A criação de A Flor Boiando Além da Escuridão, em 2006-2007, marca uma inflexão em nossa história, pequena e intensa narrativa de criação no teatro e na dança. Depois de rever as origens expressionistas, tendo em R. Laban o primeiro orientador na ciência da dança, encontrei-me com a necessidade de uma volta ao impulso que rege a intuição, redescobrindo mais uma vez a ingenuidade do gesto simples. Pensava então, quem sabe agora tendo ido aos esconsos da dança, possa esquecer voluntariamente quem é ela. Não mais os sentimentos e ideais à procura de um corpo perdido, mas aquele que assume como seu o desequilíbrio e a fragilidade.

 

O momento não permite a banalização da imagem do corpo educado que maneja o desejo. A negação nos propõe um outro caminho. Os sinos tocam a hora das memórias da infância, da mulher sobrevivente da ditadura militar, de quem chorou seus mortos e desaparecidos.

 

Recusando as imagens perfeitas e pré-concebidas dos estilos de dança, e dando voz e corpo à minha memória da dança, tive um encontro marcado com Kazuo Ohno no longínquo ano de 1968. Foi o momento em que tudo recomeçaria, como gostaria de supor, o retorno à dança, ao teatro que já havia reencontrado, a um exílio maior que aquele da pátria: o de si mesmo. 

 

Em cena, La Argentina vivida por Kazuo.
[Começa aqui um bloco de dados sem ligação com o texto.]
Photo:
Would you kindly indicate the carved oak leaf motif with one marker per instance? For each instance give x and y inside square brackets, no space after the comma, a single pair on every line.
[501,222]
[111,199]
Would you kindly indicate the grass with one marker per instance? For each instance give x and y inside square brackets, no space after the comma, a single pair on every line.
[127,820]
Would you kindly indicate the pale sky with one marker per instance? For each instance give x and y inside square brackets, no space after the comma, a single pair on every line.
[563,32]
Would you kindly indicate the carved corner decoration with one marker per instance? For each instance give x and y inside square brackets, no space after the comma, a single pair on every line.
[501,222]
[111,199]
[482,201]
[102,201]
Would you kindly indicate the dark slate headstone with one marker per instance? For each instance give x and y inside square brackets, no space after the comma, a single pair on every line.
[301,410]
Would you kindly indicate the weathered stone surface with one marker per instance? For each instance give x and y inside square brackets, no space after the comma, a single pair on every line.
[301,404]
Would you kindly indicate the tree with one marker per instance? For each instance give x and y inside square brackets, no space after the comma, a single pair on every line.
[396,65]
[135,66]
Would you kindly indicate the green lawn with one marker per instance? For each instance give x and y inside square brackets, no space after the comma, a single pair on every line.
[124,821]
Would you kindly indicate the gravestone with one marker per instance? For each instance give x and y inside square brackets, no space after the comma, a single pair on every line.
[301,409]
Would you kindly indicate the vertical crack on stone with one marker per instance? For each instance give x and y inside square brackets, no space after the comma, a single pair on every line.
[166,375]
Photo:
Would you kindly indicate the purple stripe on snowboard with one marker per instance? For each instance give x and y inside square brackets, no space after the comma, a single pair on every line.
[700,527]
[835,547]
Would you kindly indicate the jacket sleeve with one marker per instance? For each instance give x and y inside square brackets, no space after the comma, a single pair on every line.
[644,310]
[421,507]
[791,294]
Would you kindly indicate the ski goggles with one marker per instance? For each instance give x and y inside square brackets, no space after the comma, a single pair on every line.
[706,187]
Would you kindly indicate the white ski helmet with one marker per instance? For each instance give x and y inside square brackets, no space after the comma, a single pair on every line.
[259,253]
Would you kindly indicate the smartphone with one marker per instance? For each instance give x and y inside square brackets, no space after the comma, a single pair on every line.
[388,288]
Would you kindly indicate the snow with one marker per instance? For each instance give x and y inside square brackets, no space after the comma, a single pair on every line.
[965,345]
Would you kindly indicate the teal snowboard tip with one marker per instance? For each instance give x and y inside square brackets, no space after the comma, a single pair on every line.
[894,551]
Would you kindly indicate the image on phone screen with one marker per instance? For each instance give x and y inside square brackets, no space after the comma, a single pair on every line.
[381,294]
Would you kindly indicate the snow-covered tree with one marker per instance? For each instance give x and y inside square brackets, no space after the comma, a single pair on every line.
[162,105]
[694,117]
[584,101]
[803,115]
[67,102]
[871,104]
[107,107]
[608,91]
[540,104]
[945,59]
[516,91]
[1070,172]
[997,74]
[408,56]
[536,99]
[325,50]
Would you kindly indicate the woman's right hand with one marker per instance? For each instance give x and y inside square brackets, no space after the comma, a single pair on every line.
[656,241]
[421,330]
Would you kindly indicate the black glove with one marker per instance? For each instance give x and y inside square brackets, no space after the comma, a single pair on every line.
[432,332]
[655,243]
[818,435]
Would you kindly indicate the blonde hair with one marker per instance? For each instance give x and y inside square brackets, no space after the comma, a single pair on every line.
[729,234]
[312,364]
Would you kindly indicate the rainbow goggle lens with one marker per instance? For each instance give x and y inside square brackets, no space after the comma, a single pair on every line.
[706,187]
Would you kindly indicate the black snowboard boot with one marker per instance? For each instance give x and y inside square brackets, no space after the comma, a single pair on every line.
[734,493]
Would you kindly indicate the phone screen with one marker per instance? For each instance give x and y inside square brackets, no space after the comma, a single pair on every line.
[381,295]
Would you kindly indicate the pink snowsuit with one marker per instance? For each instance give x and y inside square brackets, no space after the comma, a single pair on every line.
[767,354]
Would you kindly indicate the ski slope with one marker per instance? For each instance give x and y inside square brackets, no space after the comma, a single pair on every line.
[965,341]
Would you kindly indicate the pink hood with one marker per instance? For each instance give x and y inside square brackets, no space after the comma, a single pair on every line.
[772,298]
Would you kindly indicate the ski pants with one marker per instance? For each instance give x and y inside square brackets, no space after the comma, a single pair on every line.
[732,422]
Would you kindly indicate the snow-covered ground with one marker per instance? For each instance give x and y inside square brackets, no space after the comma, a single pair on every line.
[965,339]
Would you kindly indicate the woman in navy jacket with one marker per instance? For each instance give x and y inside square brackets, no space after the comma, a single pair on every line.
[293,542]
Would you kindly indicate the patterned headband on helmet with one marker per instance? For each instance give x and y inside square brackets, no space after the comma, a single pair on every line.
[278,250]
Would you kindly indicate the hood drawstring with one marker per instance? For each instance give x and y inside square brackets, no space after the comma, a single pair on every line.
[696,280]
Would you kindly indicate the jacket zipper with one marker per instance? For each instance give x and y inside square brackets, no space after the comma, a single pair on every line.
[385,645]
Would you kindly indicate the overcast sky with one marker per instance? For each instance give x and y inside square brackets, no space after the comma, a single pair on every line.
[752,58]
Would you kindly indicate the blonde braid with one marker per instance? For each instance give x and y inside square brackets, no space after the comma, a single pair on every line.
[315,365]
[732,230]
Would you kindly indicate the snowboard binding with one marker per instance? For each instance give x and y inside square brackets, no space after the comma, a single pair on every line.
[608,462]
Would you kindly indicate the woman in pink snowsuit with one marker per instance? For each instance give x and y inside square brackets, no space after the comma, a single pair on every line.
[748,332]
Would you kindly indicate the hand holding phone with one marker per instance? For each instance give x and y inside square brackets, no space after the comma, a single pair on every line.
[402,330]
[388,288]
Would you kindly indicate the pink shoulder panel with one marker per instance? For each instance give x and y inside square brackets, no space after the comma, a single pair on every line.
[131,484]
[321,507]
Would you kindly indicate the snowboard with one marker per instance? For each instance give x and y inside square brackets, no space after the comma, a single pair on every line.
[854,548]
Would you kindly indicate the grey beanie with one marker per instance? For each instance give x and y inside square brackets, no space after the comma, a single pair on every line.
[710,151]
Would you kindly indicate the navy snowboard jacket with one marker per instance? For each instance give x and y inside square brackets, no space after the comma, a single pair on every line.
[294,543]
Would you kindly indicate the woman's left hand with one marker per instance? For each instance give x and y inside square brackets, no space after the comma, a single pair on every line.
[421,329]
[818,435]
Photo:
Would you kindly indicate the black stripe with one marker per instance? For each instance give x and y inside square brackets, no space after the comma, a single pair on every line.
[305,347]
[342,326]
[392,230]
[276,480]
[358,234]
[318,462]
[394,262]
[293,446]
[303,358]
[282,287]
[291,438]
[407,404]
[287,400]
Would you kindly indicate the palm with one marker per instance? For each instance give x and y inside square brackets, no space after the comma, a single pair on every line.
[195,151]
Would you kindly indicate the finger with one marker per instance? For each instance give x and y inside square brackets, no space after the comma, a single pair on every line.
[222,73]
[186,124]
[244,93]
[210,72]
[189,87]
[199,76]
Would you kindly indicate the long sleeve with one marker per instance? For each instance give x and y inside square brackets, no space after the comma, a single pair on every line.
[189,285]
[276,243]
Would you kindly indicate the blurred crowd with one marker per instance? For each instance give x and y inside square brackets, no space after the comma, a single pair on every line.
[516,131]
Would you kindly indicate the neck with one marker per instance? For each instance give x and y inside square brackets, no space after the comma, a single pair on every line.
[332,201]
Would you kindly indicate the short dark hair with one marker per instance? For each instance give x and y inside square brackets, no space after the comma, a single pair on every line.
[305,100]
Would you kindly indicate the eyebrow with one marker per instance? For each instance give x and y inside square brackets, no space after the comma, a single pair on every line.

Mas também Tia Olímpia, a louca de Ouro Preto que defendia na minha infância, das pedras e infâmias, e ela ia batendo um longo bastão nas pedras do calçamento colonial ao meu lado, sorrindo...

 

Era o reencontro com a doce e desequilibrada razão das mulheres, aquela que torna possível fixar em uma foto o sorriso para sempre. Olho em volta de mim e lá está ela, a bailarina que sorri. Era hora de transcender. Escrevo essa coreodramaturgia, uma escritura de dança autônoma, a partir da pesquisa acadêmica, como um poema para Kazuo nos seus cem anos de dança. Peço a Yonashiro que o encarne, que o traga de volta, mas que não se esqueça de Hijikata, que abrace Mishima por mim, e sirva doces a Genet, e, por fim, brindemos La Argentina.

 

Lemos juntas: “O ser humano carrega a sua própria morte (internamente como a fruta guarda a semente), a criança carrega uma morte pequena, o adulto, grande, as mulheres em seu seio, os homens conferindo a cada um integridade e confiança” (Rilke).

 

Foi preciso buscar no mais esconso da perversidade Masculina-Feminina a compreensão da generosidade de Kazuo ao criar a sua Argentina. Como encontrá-la sem encontrar a Divine de Genet ou Yuichi de Mishima?

 

Kazuo desata em nós as mulheres de pés e mãos domados para agradar ao senhor com gestos milimetrados e respiração suspensa pelo medo. É a liberdade da dança que nasce do esmagamento, além do estilo e da escuridão.

 

Respeitosamente desejamos ao Mestre a perenidade da luz.